Anybody have experience with BYD Blade cells? I see them listed on a couple of sites and the specs look amazing (high capacity, good cycle life) but I can't find much real-world info on the salvage cell quality. Are the Grade B cells worth buying or is it a gamble?
β© replying to @PacketDriver
BYD Blade uses a different LFP formulation from EVE or CATL β slightly higher silicon content in the anode and a different electrode coating. Independent lab testing shows excellent retention numbers on factory-spec cells. The Grade B market variability isn't a formulation problem, it's a supply chain problem. Load test every cell regardless of claimed grade.
β© replying to @PacketDriver
Three batches documented here and LeafSpy optimism is consistent across all of them. Every single Leaf pack I've personally tested has come in 8β15% below the SoH reading the seller provided from LeafSpy. Not dishonest sellers β LeafSpy just flatters degraded packs on these older cells. Load test everything, every time.
@packrat I bought 50 Grade B BYD Blade cells from a supplier in California last year. Of the 50, I got usable cells out of maybe 38 β the rest either had internal resistance too high for my application or showed early signs of swelling. The good ones tested great. My 75% yield was probably a better-than-average outcome β community reports on Second Life Storage and DIY Solar Forum describe more typical Grade B yields in the 50β65% range, with some batches delivering cells testing at barely 55% of rated capacity. One broader warning: genuinely new BYD Blade cells outside of OEM supply chains are reportedly nearly impossible to source; most "Grade B" cells available to DIY buyers are reject or used cells from vehicle packs, which is why variance is so high. Price accordingly, assume the lower yield range, and load test everything before you commit.

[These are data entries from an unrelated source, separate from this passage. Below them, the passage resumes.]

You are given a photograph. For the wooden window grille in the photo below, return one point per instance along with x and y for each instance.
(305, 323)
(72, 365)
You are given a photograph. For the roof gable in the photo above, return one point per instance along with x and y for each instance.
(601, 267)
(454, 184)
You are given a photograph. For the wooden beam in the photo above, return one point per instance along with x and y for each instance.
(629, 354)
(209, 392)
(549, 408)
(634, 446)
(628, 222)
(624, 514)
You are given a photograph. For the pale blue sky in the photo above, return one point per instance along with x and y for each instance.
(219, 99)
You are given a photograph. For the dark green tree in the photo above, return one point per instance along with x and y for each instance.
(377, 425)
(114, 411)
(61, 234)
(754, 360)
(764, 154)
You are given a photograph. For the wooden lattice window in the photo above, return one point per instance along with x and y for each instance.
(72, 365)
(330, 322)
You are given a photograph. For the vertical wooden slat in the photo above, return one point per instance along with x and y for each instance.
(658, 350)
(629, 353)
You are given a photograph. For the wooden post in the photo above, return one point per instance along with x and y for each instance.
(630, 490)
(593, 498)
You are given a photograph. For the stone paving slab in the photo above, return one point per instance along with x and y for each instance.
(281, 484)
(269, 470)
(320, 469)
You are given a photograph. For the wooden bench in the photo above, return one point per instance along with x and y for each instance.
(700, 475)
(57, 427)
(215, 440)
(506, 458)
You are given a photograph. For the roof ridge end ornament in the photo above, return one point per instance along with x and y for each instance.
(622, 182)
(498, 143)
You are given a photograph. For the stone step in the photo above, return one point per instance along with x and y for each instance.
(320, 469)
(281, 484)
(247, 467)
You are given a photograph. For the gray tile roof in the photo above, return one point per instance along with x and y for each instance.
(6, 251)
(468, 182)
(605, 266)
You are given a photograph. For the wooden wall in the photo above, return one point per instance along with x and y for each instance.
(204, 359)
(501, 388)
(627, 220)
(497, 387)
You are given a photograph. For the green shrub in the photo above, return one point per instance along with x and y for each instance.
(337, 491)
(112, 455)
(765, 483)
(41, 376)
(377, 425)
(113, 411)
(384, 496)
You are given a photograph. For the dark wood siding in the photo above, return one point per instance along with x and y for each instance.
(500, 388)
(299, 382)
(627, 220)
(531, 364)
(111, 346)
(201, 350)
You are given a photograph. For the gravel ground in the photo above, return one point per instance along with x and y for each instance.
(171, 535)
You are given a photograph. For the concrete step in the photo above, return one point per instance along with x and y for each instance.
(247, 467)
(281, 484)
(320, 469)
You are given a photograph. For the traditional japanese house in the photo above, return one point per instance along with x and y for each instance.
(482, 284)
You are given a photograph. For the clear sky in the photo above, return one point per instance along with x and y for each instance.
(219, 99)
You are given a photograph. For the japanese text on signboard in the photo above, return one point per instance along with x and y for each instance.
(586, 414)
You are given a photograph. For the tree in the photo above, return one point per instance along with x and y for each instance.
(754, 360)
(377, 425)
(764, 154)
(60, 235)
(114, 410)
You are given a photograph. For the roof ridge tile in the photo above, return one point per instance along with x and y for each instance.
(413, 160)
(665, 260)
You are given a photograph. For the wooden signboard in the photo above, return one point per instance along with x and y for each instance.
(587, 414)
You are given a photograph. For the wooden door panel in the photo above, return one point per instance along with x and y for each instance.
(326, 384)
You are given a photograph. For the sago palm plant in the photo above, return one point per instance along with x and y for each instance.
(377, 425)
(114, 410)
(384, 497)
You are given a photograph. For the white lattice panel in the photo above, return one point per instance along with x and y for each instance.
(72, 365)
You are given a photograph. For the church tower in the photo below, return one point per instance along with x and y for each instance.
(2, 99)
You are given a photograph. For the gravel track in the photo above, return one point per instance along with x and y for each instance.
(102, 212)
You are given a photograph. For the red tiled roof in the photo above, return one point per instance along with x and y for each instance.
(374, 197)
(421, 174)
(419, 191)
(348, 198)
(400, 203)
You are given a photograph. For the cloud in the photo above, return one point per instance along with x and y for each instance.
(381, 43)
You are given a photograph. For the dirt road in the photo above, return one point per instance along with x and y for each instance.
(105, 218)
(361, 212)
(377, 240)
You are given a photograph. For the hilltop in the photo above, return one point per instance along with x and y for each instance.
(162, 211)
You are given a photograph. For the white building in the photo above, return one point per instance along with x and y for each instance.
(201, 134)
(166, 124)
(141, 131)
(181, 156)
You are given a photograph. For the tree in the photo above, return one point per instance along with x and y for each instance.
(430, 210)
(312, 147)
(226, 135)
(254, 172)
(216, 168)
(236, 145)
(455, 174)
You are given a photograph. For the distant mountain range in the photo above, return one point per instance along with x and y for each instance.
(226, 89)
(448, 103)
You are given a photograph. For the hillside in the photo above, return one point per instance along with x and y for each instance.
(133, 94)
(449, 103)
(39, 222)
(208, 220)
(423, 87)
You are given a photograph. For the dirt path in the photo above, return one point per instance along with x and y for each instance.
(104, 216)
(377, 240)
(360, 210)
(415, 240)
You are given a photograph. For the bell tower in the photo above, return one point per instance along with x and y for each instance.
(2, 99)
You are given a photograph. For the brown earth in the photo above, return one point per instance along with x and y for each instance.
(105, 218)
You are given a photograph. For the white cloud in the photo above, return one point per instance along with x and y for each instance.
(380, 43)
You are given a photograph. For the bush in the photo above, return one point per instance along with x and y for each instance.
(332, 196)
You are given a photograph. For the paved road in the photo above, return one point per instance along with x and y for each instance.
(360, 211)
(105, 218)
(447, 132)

β© replying to @GarageConverter
The matched-grade point is non-negotiable in practice. I returned an entire batch of 16 "Grade A" Volt Gen2 modules after individual testing showed a 9% capacity spread. The supplier's grading was real β they tested every cell β but they graded by a threshold, not by sort. Nine percent spread in a 16S pack will keep your BMS working constantly. Any supplier who resists individual testing is telling you something important about their own process.